Use `0` or `256` for lower memory while still building larger tries.

```java
final FrequencyTrie.Builder<String> compactBuilder =
        new FrequencyTrie.Builder<>(String[]::new,
                settings,
                WordTraversalDirection.BACKWARD,
                CaseProcessingMode.LOWERCASE_WITH_LOCALE_ROOT,
                DiacriticProcessingMode.AS_IS,
                256); // lower memory profile
```

## Tune when loading a binary artifact (runtime phase)

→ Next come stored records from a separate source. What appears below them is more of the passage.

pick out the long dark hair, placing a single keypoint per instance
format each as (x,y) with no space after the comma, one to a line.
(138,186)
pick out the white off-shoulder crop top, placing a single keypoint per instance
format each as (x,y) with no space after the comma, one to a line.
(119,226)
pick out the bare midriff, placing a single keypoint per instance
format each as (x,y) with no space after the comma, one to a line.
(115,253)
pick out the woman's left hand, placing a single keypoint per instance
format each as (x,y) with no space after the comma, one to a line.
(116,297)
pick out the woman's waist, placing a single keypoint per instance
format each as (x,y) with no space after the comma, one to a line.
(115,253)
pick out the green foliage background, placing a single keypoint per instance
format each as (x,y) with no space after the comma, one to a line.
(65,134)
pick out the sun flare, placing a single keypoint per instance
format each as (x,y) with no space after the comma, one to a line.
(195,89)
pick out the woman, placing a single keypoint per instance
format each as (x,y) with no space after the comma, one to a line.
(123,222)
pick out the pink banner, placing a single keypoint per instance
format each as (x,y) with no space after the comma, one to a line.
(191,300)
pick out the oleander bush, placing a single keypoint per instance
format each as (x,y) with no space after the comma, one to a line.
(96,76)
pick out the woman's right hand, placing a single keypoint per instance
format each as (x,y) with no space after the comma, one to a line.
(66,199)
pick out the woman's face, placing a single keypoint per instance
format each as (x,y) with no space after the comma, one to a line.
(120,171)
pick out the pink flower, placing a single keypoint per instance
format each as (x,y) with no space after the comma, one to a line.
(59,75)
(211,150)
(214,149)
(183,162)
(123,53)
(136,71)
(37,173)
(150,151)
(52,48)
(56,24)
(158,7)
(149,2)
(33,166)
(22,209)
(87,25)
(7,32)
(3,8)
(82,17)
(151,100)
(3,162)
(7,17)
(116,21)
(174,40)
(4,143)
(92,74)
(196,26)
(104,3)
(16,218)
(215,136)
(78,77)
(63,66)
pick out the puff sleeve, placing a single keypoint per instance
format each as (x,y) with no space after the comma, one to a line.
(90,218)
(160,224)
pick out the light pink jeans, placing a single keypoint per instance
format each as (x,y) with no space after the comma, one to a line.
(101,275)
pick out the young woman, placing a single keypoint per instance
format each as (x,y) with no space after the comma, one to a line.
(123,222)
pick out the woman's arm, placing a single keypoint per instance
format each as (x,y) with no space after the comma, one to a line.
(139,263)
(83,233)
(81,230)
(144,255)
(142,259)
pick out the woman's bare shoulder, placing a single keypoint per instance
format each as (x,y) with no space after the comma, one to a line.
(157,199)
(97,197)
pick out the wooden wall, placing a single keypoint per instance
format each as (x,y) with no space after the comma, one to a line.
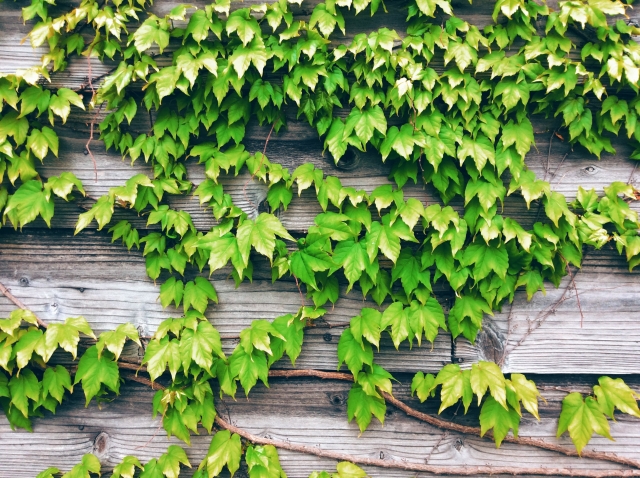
(59,275)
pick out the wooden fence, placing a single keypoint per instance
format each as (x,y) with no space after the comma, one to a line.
(586,328)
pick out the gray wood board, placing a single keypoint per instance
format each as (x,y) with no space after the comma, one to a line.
(60,276)
(301,411)
(547,336)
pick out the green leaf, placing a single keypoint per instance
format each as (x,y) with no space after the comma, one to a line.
(353,352)
(54,382)
(426,318)
(488,375)
(423,385)
(94,371)
(494,415)
(225,450)
(366,325)
(614,393)
(24,387)
(362,407)
(127,467)
(456,384)
(581,418)
(197,294)
(249,367)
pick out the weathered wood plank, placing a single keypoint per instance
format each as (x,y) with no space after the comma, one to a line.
(60,276)
(302,411)
(552,335)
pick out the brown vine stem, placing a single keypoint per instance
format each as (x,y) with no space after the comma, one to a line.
(19,303)
(447,425)
(434,469)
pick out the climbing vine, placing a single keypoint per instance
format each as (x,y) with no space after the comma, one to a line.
(464,129)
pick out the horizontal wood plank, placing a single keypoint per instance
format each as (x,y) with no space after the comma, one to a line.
(593,332)
(301,411)
(60,276)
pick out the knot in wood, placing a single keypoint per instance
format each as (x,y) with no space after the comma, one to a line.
(101,445)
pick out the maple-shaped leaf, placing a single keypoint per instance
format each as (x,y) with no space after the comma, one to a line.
(367,325)
(24,387)
(354,353)
(409,270)
(127,467)
(479,149)
(162,353)
(486,259)
(261,234)
(200,344)
(65,336)
(426,319)
(374,379)
(249,367)
(614,393)
(170,461)
(526,392)
(263,461)
(494,415)
(581,418)
(257,336)
(197,294)
(397,318)
(365,122)
(488,375)
(94,371)
(456,384)
(352,257)
(423,385)
(89,464)
(54,382)
(465,317)
(363,407)
(225,450)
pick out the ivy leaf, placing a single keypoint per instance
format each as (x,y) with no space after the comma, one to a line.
(249,367)
(423,385)
(127,467)
(353,352)
(200,344)
(261,234)
(225,450)
(94,371)
(614,393)
(362,407)
(488,375)
(486,259)
(456,384)
(426,318)
(494,415)
(24,387)
(397,317)
(197,294)
(89,464)
(581,418)
(480,150)
(366,325)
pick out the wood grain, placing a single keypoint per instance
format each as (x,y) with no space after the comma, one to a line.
(543,336)
(60,276)
(298,410)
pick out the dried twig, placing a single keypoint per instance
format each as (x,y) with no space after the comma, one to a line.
(19,303)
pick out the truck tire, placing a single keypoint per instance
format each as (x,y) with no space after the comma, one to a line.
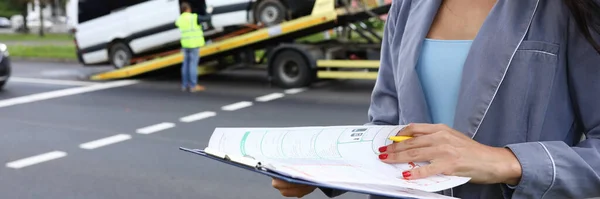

At artifact load time, you can tune the same trade-off independently of persisted metadata.

```java
import java.nio.file.Path;

import org.egothor.stemmer.StemmerPatchTrieLoader;

var defaultLookup = StemmerPatchTrieLoader.loadBinary(
        Path.of("stemmers", "english.radixor.gz"));

var fastLookup = StemmerPatchTrieLoader.loadBinary(
        Path.of("stemmers", "english.radixor.gz"), 1024);

var compactLookup = StemmerPatchTrieLoader.loadBinary(
        Path.of("stemmers", "english.radixor.gz"), 0);
```

You can also set the threshold directly with `FrequencyTrie.readFrom(...)` when reading streams:

```java
import java.io.DataInputStream;
import java.io.IOException;
import java.io.InputStream;
import java.nio.file.Files;
import java.nio.file.Path;
import java.util.zip.GZIPInputStream;

import org.egothor.stemmer.FrequencyTrie;

public final class StreamLoadExample {

    private StreamLoadExample() {
        throw new AssertionError("No instances.");
    }

    public static void main(final String[] arguments) throws IOException {
        try (InputStream fileInput = Files.newInputStream(Path.of("stemmers", "english.radixor.gz"));
                GZIPInputStream gzip = new GZIPInputStream(fileInput);
                DataInputStream dataInput = new DataInputStream(gzip)) {
            final FrequencyTrie<String> compactOnLoad = FrequencyTrie.readFrom(
                    dataInput,
                    String[]::new,
                    input -> input.readUTF(),
                    256);
        }
    }
}
```

Note: the string codec is intentionally inline in this snippet to keep it self-contained.

## Practical guidance

- Start with default (`512`) in production and profile before changing it.
- Use `0` when memory is the priority and query throughput is not the bottleneck.
- Use values around `1024` for workloads dominated by compact alphabets and very hot lookups.

Trade-off expectation:

- increasing `maxExpandedIndex` improves lookup speed when edges tend to occupy short spans,
- decreasing it reduces per-node auxiliary memory in dense-span nodes.